Multi-fidelity data fusion for inelastic woven composites: Combining recurrent neural networks with transfer learning

Abstract

Surrogate deep learning models provide an efficient solution for reducing the computational demands of homogenizing complex meso-scale woven composites to study their elasto-plastic mechanical behaviors. This research introduces a comprehensive framework using transfer learning that combines data from a mean-field homogenization approach with high-fidelity full-field simulations. In a design space characterized by diverse loading conditions and micro-scale constitutive material properties, the goal is to address the challenges of generating sufficient datasets for training a data-hungry gated recurrent neural network (GRU).

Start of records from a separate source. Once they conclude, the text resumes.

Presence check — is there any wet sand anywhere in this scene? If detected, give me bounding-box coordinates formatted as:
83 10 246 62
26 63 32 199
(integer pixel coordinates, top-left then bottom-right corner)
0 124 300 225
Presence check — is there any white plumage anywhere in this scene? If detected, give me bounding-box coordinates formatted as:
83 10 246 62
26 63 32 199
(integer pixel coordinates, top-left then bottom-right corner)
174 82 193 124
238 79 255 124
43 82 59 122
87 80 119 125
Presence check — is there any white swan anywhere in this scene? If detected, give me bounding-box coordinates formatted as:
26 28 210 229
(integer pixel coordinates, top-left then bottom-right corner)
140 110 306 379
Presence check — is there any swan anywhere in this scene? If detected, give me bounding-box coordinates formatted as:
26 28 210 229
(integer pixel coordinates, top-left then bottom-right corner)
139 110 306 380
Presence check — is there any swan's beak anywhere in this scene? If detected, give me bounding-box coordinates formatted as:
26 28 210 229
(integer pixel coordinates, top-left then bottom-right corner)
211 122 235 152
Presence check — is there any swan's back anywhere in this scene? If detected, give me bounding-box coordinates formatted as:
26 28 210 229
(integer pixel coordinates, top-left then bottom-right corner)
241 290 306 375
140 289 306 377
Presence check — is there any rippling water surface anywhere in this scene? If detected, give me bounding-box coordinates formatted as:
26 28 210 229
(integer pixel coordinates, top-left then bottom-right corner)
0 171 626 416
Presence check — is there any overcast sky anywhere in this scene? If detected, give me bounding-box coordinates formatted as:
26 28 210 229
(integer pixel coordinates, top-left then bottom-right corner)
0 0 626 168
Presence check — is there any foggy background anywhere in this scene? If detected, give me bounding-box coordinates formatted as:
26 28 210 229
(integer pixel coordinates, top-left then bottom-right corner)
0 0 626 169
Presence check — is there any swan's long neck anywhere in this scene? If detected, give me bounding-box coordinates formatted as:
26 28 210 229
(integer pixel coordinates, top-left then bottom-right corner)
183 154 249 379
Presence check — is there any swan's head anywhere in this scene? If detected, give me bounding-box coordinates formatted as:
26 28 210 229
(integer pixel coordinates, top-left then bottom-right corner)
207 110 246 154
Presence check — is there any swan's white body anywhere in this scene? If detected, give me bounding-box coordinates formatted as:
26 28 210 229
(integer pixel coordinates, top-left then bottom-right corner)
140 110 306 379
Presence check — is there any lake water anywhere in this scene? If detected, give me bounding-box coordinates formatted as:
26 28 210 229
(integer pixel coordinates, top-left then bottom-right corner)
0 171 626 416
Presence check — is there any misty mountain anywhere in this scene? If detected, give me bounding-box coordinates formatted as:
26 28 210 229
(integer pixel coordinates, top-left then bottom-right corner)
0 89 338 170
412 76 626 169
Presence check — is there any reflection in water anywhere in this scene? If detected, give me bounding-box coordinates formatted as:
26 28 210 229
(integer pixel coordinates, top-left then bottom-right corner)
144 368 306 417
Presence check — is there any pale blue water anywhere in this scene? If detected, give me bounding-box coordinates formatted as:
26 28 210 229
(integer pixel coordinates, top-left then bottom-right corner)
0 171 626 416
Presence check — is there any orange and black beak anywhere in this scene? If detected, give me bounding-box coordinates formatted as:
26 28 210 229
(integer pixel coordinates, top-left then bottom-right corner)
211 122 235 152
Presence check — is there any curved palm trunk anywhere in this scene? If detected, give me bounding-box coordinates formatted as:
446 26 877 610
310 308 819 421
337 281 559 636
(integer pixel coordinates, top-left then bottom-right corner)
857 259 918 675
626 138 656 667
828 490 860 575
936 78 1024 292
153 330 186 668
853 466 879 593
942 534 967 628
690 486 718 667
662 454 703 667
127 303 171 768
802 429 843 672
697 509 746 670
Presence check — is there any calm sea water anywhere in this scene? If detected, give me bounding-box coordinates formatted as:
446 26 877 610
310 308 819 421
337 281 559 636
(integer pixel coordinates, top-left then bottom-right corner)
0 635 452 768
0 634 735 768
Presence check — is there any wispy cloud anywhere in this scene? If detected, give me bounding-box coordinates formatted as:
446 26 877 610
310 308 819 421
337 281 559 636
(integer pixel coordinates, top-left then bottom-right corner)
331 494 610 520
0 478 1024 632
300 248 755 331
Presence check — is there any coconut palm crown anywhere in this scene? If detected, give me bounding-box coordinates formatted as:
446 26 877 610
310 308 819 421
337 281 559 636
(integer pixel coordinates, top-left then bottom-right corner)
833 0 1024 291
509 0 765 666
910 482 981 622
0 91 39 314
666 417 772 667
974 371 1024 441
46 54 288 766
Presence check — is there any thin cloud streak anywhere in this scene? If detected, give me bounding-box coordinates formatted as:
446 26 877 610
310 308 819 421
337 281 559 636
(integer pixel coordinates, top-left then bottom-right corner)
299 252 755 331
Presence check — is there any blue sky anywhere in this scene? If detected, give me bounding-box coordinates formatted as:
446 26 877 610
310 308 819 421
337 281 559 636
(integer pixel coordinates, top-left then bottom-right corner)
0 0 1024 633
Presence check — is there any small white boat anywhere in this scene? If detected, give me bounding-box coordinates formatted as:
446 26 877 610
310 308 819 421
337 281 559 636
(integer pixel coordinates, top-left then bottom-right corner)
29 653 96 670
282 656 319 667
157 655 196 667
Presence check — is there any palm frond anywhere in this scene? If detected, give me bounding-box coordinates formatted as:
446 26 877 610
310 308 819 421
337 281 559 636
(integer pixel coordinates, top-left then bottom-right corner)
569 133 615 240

Multiple datasets of varying precision are generated and used, containing multi-axial stress–strain responses under two load types: random walking and proportional cyclic loading. Moreover, this study emphasizes the importance of temporal correlations in the dataset, which align with the physically path-dependent behavior of most non-linear materials, and demonstrates that temporal correlations are crucial for training time-series models. These correlations also provide the foundation for data augmentation using a linear interpolation technique within time-series stress analyses, enabling accurate predictions of homogenized meso-scale stresses based on strain trajectories and microstructural properties. Results demonstrate that integrating transfer learning with neural networks successfully incorporates a limited number of high-fidelity data with more accessible but low-fidelity data. With this framework, surrogate models for predicting the complex behavior of woven composites will be accurate and efficient, marking an important advancement in material modeling.